SYRIZA-Progressive Alliance MP Efi Achtsioglou accused Prime Minister Kyriakos Mitsotakis of being responsible for the "biggest scandal of the post-junta era" when speaking to MEGA television on Sunday.
"...For almost two years the military leadership of the country was under the surveillance of the National Intelligence Service (EYP), for which Mr. Mitsotakis is responsible by his own choice," said the opposition leader responsible for economic affairs in the party.
"Mr. Mitsotakis chose to monitor the military leadership of the country, a top government minister, journalists and politicians. This responsibility is upon him as regards the violation of the Constitution but also as regards the functioning of politics and the social life of the country," Achtsioglou added.
She noted that the government had used various entirely contradictory excuses regarding this issue, with the prime minister finally asserting on Friday that the phone tappings had been legal interceptions.
"This means that there was a reason for them and not simply that the legal procedure was followed," she pointed out.
"A legal interception means that there was a reason of national security, that these people who are in charge of protecting the country's security were for two years considered a risk for the national security of the country, as the surveillance order was renewed every two months," Achtsioglou said.
"Also," she added, "whereas ruling ND had initially spoken of 'sordid networks' within the intelligence service who were coordinating the wiretapping, it now claims that the interceptions were rightly and correctly carried out.
"The government appeared to think the problem was not the surveillance itself but the fact it was revealed," the opposition member said.
Greece's conservative government on Friday survived a vote of no confidence put forward by the leftist opposition over a wiretapping scandal targeting politicians, army top brass and journalists.
Allegations of state surveillance have snowballed since the leader of the socialist PASOK party, Greece's third-largest, said last August that his phone had been tapped by the state intelligence service EYP in 2021.
But the government, which has denied any wrongdoing or knowingly wiretapping anyone, had been expected to survive Friday's vote.
"I have said that the wiretapping, or surveillance, of Mr. (Nikos) Androulakis was not politically acceptable," Prime Minister Kyriakos Mitsotakis told lawmakers before the vote. "There was my own, immediate disapproval of this."
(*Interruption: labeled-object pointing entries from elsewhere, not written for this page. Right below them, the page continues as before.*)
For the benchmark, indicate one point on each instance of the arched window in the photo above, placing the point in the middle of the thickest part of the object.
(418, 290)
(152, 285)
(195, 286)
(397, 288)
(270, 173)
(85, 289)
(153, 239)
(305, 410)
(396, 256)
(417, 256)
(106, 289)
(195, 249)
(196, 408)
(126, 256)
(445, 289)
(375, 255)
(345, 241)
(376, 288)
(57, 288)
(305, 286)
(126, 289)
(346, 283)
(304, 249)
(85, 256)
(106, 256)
The censure motion put forward by SYRIZA party leader Alexis Tsipras was defeated by 156 votes to 143 in the 300-seat assembly.
A left-leaning newspaper reported last month that more than 30 people, including ministers, had been under state surveillance via phone malware.
Before submitting the censure motion on Wednesday, Tsipras said he and other political leaders were briefed on a separate investigation conducted by the independent telecommunications privacy authority ADAE.
Citing those conclusions, Tsipras said the government kept tabs on the energy minister and army chiefs.
"I'm absolutely convinced that the prime minister was not aware of this foul-smelling case," said former energy minister Kostis Hatzidakis, who is currently the labour minister.
A European Parliament commission of inquiry, known as PEGA, has been investigating the alleged use of spyware by European governments for almost a year.
Tsipras has not publicly said what alleged surveillance methods were used in the hacks. Local media have suggested the Predator malware programme was used, though Greek authorities have denied purchasing or using it.
A parliamentary election will be held in Greece in the spring, the government has said. Mitsotakis said on Friday he was confident his New Democracy party, which is leading in opinion polls, would win a second term.
"This government has proven it can come forward and deal with crises," he said.